CARE’s IT professional carries out regular IT security assessment for companies to reduce any IT vulnerabilities that might lead to a compromise of their valuable data. Vulnerability is a weakness which allows a cyber attacker to compromise a system’s information. In order for a system to be compromised, three crucial elements must interact – the system susceptibility or flaw, perpetrator’s access to the flaw, and perpetrator’s capability to exploit the flaw. To be able to secure the IT system properly, it is important to understand the various types of “attacks’ that can be made against it. These threats can be classified into the below categories:
A backdoor is a method of bypassing normal authentication so that the cyber attacker can access the IT system remotely.

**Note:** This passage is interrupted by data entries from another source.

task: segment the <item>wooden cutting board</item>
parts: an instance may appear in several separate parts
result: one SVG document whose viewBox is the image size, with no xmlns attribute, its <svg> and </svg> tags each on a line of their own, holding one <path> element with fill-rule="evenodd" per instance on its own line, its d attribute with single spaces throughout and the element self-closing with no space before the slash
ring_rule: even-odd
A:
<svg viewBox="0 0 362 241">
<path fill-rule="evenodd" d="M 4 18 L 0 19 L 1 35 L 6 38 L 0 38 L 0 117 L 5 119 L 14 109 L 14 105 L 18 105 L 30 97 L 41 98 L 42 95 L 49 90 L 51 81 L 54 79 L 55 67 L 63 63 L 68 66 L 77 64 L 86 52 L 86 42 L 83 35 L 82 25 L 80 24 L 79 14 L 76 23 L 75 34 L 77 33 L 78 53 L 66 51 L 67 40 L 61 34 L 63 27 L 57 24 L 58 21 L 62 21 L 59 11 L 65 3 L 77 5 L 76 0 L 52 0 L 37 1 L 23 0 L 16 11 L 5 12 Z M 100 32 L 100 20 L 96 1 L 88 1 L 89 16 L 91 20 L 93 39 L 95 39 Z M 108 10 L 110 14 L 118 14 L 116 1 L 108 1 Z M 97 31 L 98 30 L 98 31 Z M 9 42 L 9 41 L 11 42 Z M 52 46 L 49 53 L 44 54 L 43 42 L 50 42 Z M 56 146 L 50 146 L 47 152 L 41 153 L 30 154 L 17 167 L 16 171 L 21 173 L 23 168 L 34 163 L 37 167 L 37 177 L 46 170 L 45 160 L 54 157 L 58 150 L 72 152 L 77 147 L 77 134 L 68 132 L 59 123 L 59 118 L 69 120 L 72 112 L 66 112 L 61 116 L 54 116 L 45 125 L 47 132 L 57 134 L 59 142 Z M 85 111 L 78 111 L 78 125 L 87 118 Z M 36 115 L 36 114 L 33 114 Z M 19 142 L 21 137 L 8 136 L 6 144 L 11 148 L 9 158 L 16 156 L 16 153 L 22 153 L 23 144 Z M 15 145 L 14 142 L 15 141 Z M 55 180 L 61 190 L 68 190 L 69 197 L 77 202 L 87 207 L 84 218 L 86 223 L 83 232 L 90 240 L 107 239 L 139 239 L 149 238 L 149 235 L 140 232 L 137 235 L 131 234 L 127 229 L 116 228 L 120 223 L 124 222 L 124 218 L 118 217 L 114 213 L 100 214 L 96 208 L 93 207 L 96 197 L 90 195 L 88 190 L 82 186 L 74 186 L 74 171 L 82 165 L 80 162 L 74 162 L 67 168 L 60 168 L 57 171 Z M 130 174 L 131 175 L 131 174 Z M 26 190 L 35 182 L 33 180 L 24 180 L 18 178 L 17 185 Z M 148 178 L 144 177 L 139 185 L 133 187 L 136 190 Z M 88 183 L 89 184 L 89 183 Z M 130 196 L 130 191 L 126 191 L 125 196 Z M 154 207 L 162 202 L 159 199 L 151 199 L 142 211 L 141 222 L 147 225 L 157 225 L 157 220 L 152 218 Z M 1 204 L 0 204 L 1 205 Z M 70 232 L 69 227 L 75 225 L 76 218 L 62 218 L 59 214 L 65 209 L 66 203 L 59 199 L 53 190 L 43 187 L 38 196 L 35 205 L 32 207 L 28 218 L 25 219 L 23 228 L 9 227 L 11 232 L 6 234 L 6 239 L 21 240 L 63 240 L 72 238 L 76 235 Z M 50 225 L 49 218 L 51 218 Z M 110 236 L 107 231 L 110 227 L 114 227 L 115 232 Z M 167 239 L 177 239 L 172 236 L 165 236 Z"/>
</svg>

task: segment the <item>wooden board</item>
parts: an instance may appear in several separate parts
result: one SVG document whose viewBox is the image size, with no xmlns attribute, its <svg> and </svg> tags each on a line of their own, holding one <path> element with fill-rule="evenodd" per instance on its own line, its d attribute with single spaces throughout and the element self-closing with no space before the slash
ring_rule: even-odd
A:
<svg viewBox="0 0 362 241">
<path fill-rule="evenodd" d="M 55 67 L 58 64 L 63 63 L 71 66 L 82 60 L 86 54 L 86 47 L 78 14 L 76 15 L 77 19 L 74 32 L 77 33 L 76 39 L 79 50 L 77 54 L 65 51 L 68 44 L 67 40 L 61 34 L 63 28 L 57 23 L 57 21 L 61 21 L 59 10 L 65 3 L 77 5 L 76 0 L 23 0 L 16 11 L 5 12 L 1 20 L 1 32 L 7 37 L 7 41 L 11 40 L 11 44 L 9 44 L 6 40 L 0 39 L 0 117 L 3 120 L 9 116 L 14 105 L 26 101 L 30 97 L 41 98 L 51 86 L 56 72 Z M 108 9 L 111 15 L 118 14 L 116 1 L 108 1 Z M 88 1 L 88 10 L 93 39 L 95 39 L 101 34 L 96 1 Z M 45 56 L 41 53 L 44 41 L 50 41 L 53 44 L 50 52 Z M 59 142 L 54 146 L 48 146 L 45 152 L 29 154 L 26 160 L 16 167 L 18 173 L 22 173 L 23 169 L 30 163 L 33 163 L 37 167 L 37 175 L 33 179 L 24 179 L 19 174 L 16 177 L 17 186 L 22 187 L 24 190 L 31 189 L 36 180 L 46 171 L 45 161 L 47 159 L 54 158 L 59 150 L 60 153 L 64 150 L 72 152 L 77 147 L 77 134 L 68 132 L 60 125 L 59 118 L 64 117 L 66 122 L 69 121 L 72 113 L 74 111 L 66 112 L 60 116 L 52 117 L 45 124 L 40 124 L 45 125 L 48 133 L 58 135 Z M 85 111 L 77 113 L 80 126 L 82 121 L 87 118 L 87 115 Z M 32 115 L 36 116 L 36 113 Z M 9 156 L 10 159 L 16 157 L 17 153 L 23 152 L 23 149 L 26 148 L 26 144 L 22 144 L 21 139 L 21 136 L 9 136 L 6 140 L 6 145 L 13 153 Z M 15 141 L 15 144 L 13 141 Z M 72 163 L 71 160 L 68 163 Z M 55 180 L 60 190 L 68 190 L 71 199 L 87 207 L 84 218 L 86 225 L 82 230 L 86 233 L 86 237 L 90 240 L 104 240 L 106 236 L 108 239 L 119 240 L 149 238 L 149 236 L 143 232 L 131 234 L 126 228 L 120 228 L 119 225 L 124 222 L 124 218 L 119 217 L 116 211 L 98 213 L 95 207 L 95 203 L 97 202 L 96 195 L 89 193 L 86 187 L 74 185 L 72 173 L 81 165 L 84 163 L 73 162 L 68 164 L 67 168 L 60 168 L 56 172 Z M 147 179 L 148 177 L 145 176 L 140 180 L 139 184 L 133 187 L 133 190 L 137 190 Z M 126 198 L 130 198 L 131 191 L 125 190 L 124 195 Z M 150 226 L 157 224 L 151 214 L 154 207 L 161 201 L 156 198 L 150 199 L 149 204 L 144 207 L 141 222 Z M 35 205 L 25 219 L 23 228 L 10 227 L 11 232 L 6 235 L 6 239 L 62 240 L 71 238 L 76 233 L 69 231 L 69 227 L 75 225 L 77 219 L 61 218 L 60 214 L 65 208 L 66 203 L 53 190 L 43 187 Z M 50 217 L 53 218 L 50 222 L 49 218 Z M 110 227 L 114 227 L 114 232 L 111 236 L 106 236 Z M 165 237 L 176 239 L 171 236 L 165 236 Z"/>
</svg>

The common distribute denial of service (DDoS) attacks uses a large number of compromised hosts, commonly referred to as ‘zombie computers’ to flood a target system with network requests. The result is the exhaustion of resources rendering the system unusable.
An unauthorized user can gain physical access to the computer and can install different types of devices to compromise the IT security.
Eavesdropping is the act of listening to a private conversation between hosts on a network. Programs such as Carnivore, Naruslnsight & TEMPEST are used to eavesdrop on systems.
Spoofing refers to the masquerade of one person or program as another by falsifying data.
Tampering is an intentional modification of products with the goal of making them harmful to the consumer.
Repudiation describes a situation whereby the authenticity of a signature is being challenged.
Information disclosure refers to a situation where information, thought to be secure is released.
Privilege escalation is when a cyber attacker gains elevated privileges or access to resources that were previously restricted to them.
An exploit is a software tool designed to take advantage of a flaw in an IT system.
Social engineering refers to the deception method used take advantage of the carelessness of trusted individuals. For example, the cyber attacker can send emails by impersonating a bank, a contractor, or a customer to ask for details such as passwords, card numbers etc.
An indirect attack s when a cyber attacker uses a third-party computer to launch an attack, making it far more difficult to track down the attacker.